Hi Rob,

>> I had to do something similar for a site owned by a 'print person' 
>> who insisted that lines be the recommended-for-reading-in-books 
>> length of somewhere around 7 words per line.
>> 
>> It was a simple matter to specify the width of the containing
>> element (the site's old enough that this used to be a table cell,
>> but it's now a DIV). I use EMs as the unit of measure, which with
>> the usual caveats, will give -- in most browsers most of the time,
>> which is as good as it gets -- a similar line length.
The containing element's width is fixed, that didn't help any, alas. I
checked on Firefox/Win and Safari/Win and had to add in a few
line-breaks for Safari where Firefox's text flow already worked
normally. That sucks for longer texts of course and is at best unreliable.
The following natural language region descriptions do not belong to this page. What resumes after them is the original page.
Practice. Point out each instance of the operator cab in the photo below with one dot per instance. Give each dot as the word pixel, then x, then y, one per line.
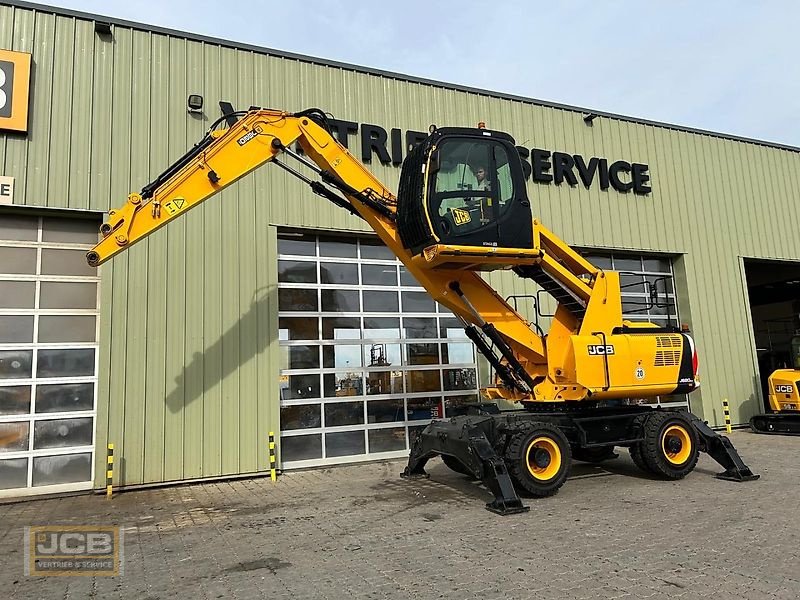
pixel 464 187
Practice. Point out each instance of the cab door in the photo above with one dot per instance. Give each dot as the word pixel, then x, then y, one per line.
pixel 477 195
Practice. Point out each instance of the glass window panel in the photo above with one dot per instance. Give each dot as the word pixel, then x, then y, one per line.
pixel 379 274
pixel 17 294
pixel 19 228
pixel 13 473
pixel 423 381
pixel 382 327
pixel 298 328
pixel 297 271
pixel 424 409
pixel 302 416
pixel 379 301
pixel 70 231
pixel 299 357
pixel 454 354
pixel 382 355
pixel 419 327
pixel 341 356
pixel 451 328
pixel 300 386
pixel 387 440
pixel 631 283
pixel 14 436
pixel 343 384
pixel 15 400
pixel 61 433
pixel 71 362
pixel 340 301
pixel 66 262
pixel 18 260
pixel 634 305
pixel 67 328
pixel 384 382
pixel 341 273
pixel 63 397
pixel 374 248
pixel 422 354
pixel 338 414
pixel 301 447
pixel 453 403
pixel 15 364
pixel 341 328
pixel 297 299
pixel 16 329
pixel 659 265
pixel 385 411
pixel 337 247
pixel 627 263
pixel 417 302
pixel 68 468
pixel 407 278
pixel 460 379
pixel 601 262
pixel 300 244
pixel 57 294
pixel 344 443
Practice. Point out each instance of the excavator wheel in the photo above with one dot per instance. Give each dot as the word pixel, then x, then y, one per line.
pixel 455 465
pixel 538 459
pixel 638 459
pixel 670 447
pixel 594 455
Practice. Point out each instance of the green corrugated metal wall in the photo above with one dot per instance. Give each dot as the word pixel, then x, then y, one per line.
pixel 189 315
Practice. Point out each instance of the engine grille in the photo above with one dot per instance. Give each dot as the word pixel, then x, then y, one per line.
pixel 667 358
pixel 669 341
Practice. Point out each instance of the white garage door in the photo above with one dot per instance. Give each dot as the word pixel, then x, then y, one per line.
pixel 48 354
pixel 367 355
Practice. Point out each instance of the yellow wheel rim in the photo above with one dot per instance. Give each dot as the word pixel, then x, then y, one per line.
pixel 543 448
pixel 673 455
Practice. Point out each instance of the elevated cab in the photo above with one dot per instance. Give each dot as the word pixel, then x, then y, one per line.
pixel 462 198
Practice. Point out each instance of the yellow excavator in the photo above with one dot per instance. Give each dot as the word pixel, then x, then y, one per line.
pixel 578 386
pixel 784 399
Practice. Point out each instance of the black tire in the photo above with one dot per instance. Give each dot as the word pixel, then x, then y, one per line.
pixel 638 459
pixel 593 455
pixel 670 447
pixel 538 459
pixel 455 465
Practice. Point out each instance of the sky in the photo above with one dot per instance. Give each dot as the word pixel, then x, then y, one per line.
pixel 729 66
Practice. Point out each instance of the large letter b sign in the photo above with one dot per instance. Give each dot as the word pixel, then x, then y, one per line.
pixel 15 68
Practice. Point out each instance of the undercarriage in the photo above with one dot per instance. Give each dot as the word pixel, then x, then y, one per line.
pixel 531 450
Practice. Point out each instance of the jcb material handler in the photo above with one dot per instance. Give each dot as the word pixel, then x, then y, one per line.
pixel 574 384
pixel 784 399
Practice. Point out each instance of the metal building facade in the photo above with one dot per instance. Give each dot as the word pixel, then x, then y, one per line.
pixel 188 337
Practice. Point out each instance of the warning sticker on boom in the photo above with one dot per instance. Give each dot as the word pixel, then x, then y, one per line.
pixel 175 205
pixel 460 216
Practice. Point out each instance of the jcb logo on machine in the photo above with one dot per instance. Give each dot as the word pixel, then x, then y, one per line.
pixel 600 350
pixel 249 135
pixel 461 217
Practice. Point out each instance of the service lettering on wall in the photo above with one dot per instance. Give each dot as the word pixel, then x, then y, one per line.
pixel 543 166
pixel 6 190
pixel 15 71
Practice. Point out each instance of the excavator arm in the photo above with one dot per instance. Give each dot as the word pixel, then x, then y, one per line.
pixel 263 136
pixel 446 231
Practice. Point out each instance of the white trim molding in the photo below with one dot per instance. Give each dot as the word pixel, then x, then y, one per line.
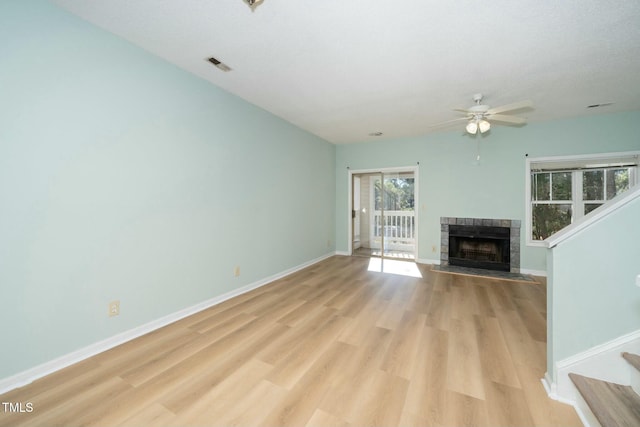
pixel 603 362
pixel 32 374
pixel 573 162
pixel 601 212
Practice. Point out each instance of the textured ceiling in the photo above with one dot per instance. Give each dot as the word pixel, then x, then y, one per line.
pixel 344 69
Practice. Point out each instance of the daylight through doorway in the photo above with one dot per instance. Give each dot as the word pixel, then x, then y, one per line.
pixel 383 215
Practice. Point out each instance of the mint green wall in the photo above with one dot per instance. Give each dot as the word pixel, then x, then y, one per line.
pixel 592 294
pixel 452 183
pixel 124 177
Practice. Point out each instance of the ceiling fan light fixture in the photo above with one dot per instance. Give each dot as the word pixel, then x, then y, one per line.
pixel 253 3
pixel 484 126
pixel 472 127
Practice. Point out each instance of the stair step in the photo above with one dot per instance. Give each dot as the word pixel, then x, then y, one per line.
pixel 634 359
pixel 612 404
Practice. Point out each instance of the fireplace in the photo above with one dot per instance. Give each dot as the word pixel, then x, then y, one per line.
pixel 479 246
pixel 492 244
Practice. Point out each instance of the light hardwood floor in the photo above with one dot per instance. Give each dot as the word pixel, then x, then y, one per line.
pixel 333 344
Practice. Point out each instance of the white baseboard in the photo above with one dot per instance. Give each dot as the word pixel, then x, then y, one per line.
pixel 428 261
pixel 541 273
pixel 26 377
pixel 603 362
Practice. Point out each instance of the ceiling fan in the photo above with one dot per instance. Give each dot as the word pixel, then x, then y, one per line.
pixel 480 116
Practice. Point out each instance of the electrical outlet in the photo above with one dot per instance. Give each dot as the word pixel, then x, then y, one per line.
pixel 114 308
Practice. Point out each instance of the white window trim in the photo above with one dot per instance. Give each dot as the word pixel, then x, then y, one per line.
pixel 561 161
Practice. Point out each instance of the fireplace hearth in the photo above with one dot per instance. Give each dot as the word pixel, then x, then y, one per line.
pixel 491 244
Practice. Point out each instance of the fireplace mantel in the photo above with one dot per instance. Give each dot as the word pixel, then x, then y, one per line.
pixel 512 224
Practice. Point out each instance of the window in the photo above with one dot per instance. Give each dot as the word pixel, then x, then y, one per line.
pixel 564 189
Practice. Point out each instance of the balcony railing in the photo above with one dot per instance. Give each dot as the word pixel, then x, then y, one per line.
pixel 399 228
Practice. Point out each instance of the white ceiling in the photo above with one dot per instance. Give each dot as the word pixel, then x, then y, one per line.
pixel 342 69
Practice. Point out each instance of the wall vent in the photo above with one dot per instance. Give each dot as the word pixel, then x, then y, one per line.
pixel 220 65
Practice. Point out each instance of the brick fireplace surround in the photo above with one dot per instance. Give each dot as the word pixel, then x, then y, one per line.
pixel 514 241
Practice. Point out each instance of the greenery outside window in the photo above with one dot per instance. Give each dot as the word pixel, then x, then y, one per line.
pixel 562 190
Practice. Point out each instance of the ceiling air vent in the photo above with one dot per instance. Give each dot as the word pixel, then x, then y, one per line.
pixel 604 104
pixel 221 65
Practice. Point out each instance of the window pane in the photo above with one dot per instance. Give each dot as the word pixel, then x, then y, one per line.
pixel 561 186
pixel 617 182
pixel 593 185
pixel 540 186
pixel 588 207
pixel 548 219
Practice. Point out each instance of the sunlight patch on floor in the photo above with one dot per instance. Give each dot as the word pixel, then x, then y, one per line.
pixel 392 266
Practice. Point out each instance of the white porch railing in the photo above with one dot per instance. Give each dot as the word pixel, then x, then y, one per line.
pixel 399 228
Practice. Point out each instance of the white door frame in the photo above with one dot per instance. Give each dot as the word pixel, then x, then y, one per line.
pixel 414 169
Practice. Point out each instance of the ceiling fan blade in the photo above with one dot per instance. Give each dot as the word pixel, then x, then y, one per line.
pixel 507 119
pixel 510 107
pixel 448 121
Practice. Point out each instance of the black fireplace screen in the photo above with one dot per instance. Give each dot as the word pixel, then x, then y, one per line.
pixel 479 247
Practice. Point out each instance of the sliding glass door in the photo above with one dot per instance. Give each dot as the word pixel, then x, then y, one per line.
pixel 383 215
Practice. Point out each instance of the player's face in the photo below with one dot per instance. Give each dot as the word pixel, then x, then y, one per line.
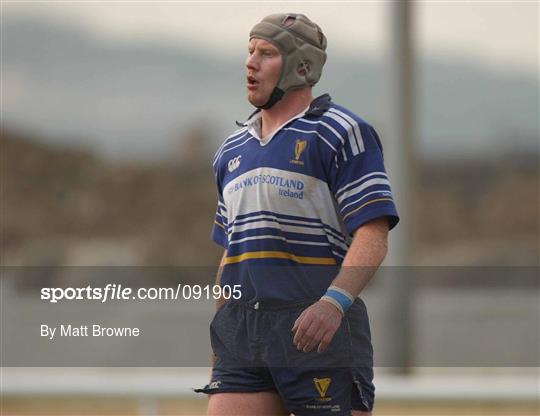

If I use, say, 62.5% font-size for the body and ems for paragraphs some
of the text flows as planned in both browsers with a few minor
inconsistencies further down the road. What makes me really crazy is the
finality of the demand.. there's no reasoning possible it seems. What
counts is the result, no matter how it's achieved and I'm a bit lost here.

I'm not really sure how to compensate for the font size differences
between Win and Mac. Should I perhaps use a browser sniffer (unreliable
I heard) and influence the font size for the Mac? Evenf for Firefox/Mac
which shows those different text flows as well? Is that "good practise"?